Police reform: an emerging consensus


More conference news – the Lib Dems have vowed to tackle much-needed police reform.

Proposals aim at some very welcome decentralisation – scrapping central targets and providing for directly elected police authorities, which can define local priorities, set budgets and vary taxes where necessary. Whether the plans are ‘radical’ or not is subject to debate. All three of the main parties are starting to at least talk the talk of decentralization.

The moves do put the Lib Dems one step ahead of the Labour government who, for all their talk of localization, look set to retain their grip on policing – setting national standards and using the powers in the Police Reform Act 2002 to specify practice and impose solutions on local police authorities. The Conservatives seem to have the clearest sense of what a decentralized system would look like with proposals for locally elected police commissioners and the abolition of the National Plan. 

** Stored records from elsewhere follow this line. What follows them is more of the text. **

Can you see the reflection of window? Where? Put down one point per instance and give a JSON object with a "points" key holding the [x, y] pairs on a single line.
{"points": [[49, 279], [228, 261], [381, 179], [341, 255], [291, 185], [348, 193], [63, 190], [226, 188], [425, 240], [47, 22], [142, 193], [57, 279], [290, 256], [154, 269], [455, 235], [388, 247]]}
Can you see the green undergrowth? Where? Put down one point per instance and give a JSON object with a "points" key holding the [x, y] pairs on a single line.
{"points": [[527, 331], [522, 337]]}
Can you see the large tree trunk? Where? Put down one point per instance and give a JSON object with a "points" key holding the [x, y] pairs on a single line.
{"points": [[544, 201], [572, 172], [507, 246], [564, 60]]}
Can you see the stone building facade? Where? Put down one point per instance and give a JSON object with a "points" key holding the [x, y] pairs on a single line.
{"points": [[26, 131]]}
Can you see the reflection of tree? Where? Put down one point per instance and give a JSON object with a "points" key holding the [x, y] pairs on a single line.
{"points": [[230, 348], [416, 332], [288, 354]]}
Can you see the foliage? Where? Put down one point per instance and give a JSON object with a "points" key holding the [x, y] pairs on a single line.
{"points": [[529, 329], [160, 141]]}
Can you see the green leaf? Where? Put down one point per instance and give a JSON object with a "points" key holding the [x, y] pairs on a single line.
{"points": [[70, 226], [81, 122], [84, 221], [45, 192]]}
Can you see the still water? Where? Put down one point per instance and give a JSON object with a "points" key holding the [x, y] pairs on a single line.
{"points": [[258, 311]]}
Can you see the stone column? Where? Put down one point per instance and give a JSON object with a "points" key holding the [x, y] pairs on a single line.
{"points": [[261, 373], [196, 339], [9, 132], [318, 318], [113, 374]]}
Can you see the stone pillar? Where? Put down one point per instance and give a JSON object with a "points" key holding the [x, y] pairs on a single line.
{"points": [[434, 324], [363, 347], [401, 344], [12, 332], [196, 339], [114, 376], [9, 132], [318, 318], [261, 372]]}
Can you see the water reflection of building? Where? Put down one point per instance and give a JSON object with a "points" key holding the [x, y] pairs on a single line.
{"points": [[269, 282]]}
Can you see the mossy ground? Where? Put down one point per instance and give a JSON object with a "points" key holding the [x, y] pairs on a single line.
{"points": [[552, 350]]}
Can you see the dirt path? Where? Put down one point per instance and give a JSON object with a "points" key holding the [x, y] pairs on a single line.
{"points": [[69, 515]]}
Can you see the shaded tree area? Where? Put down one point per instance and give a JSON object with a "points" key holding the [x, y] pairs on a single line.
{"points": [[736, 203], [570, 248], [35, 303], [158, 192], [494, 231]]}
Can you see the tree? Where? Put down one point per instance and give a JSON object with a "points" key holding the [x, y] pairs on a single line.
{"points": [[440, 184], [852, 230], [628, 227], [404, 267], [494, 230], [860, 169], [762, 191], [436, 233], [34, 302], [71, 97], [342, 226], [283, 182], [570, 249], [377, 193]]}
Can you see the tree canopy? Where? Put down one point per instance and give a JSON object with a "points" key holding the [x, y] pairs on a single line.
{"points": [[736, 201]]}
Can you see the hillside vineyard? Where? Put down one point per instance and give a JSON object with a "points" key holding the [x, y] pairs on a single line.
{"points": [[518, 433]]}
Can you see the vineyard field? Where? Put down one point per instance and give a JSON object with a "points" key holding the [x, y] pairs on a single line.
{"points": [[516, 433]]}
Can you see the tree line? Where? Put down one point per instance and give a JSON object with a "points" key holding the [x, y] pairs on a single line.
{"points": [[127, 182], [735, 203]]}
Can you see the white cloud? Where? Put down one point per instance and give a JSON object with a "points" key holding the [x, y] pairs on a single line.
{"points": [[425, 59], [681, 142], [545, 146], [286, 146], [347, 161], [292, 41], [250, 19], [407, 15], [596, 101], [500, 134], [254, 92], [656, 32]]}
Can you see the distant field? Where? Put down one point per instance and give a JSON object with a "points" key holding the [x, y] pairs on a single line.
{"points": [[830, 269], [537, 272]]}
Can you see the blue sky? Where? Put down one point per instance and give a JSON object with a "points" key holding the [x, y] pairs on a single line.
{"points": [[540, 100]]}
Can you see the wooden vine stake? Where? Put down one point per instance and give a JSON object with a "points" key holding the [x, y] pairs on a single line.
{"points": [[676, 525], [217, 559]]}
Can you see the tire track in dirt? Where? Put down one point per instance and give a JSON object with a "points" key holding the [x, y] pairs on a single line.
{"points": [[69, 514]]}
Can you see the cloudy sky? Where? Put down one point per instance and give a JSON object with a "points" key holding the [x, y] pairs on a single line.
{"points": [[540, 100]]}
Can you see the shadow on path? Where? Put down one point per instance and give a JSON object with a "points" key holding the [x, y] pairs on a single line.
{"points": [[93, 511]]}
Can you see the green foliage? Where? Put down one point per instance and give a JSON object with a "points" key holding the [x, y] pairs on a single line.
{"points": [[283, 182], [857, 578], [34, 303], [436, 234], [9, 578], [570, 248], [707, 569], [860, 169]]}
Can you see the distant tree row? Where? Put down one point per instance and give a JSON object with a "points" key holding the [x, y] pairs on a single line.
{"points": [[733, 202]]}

Ian Johnston, head of the Police Superintendent’s Association, has been making headlines over the past few days with his admission that the quality of service provided by the police is negligible. Indeed, public confidence in the police is extremely low – not helped by the perception that crime is getting worse or the unnecessary sideshow provided by Sir Ian Blair and Tarique Ghaffur. It is heartening then to see some kind of consensus emerging over the need to modernize, decentralize and make the police force more accountable to the people that they serve.